WHITEWALL: How would you describe Tel Aviv’s contemporary art community? And where does the CCA fit into that?
CHEN TAMIR: The CCA is a non-collecting institution dedicated solely to experimental contemporary art. It’s located in the heart of town and our audience is very young and dedicated. It’s a cultural hub where people can expect to be challenged and exposed to fresh and relevant work. It’s also one of the only organizations that commission new work, usually for solo shows. In a country where little resources are available for the creation of new work, the opportunities we give artists are significant. Often their first major solo shows, the exhibitions contextualize the artist’s work for the general public, and we help that happen through printed catalogues and discursive events. It’s important to realize that Israel has little public funding, and most of it goes directly to institutions rather than individual artists. There’s also a very feeble market here. However, Israel also has the most museums per capita and people here are highly educated. Couple all of this with the fact that Israel is essentially an island, with a unique currency, unique language, and very little exchange with neighboring countries. So there’s a real thirst for cultural exchange and cultural production, and I think the CCA fills an important role in that.

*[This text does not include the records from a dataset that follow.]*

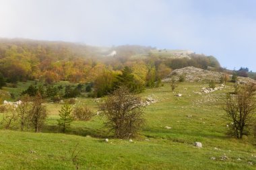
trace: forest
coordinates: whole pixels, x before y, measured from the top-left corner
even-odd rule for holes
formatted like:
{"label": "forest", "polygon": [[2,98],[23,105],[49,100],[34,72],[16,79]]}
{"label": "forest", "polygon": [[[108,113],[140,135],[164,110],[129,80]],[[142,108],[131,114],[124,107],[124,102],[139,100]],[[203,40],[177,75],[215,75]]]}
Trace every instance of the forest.
{"label": "forest", "polygon": [[[51,85],[60,81],[89,85],[92,96],[101,97],[119,85],[131,91],[159,86],[172,69],[193,66],[221,69],[212,56],[191,54],[189,58],[156,55],[156,48],[125,45],[96,47],[63,42],[24,39],[0,40],[0,87],[38,81]],[[115,51],[115,55],[108,55]],[[85,87],[86,88],[86,87]],[[45,89],[46,90],[46,89]]]}

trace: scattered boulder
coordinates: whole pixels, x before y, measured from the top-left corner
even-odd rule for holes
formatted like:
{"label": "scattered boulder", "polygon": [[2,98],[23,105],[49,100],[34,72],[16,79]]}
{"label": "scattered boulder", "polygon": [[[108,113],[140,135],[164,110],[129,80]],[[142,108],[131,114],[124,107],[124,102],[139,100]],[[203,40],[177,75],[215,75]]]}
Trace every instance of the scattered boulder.
{"label": "scattered boulder", "polygon": [[227,156],[226,156],[226,155],[224,155],[224,156],[222,156],[222,157],[220,158],[220,160],[221,160],[221,161],[226,161],[226,160],[227,160],[227,159],[228,159],[228,157]]}
{"label": "scattered boulder", "polygon": [[171,127],[169,127],[169,126],[165,126],[164,128],[166,129],[171,129],[172,128]]}
{"label": "scattered boulder", "polygon": [[29,151],[29,153],[31,153],[31,154],[36,153],[36,152],[35,151],[32,151],[32,150],[30,150],[30,151]]}
{"label": "scattered boulder", "polygon": [[201,144],[201,142],[195,142],[194,143],[194,146],[197,147],[197,148],[202,148],[203,147],[203,144]]}

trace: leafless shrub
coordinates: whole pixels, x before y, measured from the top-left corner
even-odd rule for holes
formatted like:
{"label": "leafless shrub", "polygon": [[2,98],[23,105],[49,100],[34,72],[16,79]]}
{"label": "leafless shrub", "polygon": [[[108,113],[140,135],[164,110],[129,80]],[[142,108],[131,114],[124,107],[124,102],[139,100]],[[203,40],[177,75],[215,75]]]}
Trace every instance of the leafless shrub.
{"label": "leafless shrub", "polygon": [[255,89],[253,85],[240,85],[236,94],[229,95],[224,110],[226,118],[231,122],[228,134],[236,138],[247,135],[255,114]]}
{"label": "leafless shrub", "polygon": [[30,123],[30,112],[31,110],[30,97],[28,95],[22,96],[21,103],[16,108],[18,122],[20,125],[21,130],[23,131],[26,124]]}
{"label": "leafless shrub", "polygon": [[38,132],[46,118],[46,108],[42,104],[42,96],[38,93],[32,99],[32,105],[30,112],[30,121],[36,132]]}
{"label": "leafless shrub", "polygon": [[77,143],[75,146],[75,148],[73,149],[72,154],[71,154],[72,163],[73,163],[73,165],[75,166],[75,169],[76,170],[78,170],[79,167],[79,156],[80,151],[77,151],[78,145],[79,145],[79,143]]}
{"label": "leafless shrub", "polygon": [[73,108],[73,116],[77,120],[90,120],[95,114],[85,105],[77,105]]}
{"label": "leafless shrub", "polygon": [[100,105],[106,117],[107,127],[114,130],[117,138],[134,136],[144,123],[141,99],[131,93],[126,87],[120,87]]}

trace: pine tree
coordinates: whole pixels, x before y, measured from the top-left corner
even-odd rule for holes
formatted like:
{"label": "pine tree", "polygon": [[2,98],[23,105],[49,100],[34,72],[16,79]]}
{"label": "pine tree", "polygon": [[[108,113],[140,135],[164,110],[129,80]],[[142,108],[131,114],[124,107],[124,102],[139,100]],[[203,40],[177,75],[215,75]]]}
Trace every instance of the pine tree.
{"label": "pine tree", "polygon": [[62,128],[63,132],[73,121],[73,118],[71,115],[71,106],[67,104],[62,106],[61,110],[59,111],[59,115],[61,118],[58,120],[58,124]]}

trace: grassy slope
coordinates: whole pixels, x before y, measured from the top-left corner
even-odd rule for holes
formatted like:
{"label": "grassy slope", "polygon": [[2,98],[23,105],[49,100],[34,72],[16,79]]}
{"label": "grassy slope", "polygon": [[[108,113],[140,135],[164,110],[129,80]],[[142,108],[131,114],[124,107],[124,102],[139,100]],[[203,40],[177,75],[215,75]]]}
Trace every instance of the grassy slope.
{"label": "grassy slope", "polygon": [[[98,116],[88,122],[73,122],[67,133],[77,136],[57,133],[61,105],[48,103],[45,133],[0,131],[0,169],[73,169],[71,151],[78,143],[81,169],[255,169],[253,139],[237,140],[225,135],[220,103],[224,92],[230,88],[201,95],[193,93],[207,86],[183,83],[174,93],[167,84],[147,89],[141,95],[153,94],[158,102],[146,109],[147,124],[134,142],[111,138]],[[183,96],[174,97],[178,93]],[[79,100],[96,111],[93,99]],[[106,137],[110,138],[108,143],[103,142]],[[195,148],[195,141],[201,142],[203,148]],[[229,159],[220,161],[225,154]],[[211,160],[212,157],[216,160]],[[241,161],[237,161],[239,157]]]}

WW: This spring the exhibition “Love Story” by Candice Breitz will go on view from March 30 to June 3. The seven-channel installation will feature testimony from six people who have fled oppressive situations in their home countries. Their stories are told both in the first person and by actors Alec Baldwin and Julianne Moore, raising the question of how a story is heard in the media when told by the nameless, versus the famous. Can you tell us about putting this show together and the relevance of showing it at the CCA and to the community of Tel Aviv?
CT: The show is being organized by Sergio Edelsztein, CCA’s founding director and chief curator. It will also be representing South Africa at the Venice Biennale this year. It’s a project that brings the refugee experience closer to home. Israel faces many challenges with refugees, mostly from Africa, and we hope that this show can expand the dialogue around this urgent issue.
WW: A show later in the summer, “Lives Between,” seems to also deal with a similar theme of displacement, showing work from artists working and living between two places. This feels like a theme we’re seeing on an international scale at institutions around the world.
CT: A collaboration between the CCA and the Kadist foundation, and co-curated by Sergio Edelsztein and Joseph del Pesco, “Lives Between” takes its title from the common phrase found on countless artists’ bios indicating that the artist has more than one home. In a way, artists are models for us to emulate in terms of peripatetic existences. They embrace what others might consider a fragmented life, or a split identity.
WW: Locally in Tel Aviv, are you seeing any movements toward equal representation of female artists in galleries, institutions, collectives, et cetera?
CT: Israeli women have a reputation for being tough and independent, and there are many phenomenal female artists working in the field. However, there is still work to be done in terms of gallery representation and museum shows, and especially in terms of the market. I’m happy that the CCA stands apart and has a great history of showing women artists. This year, five of the seven solo exhibitions at the CCA will be by women, including Noa Yafe, Michal BarOr, Tali Keren, Agnieszka Kurant, and Candice Breitz.
This article appears in Whitewall’s spring 2017 Women in the Arts issue.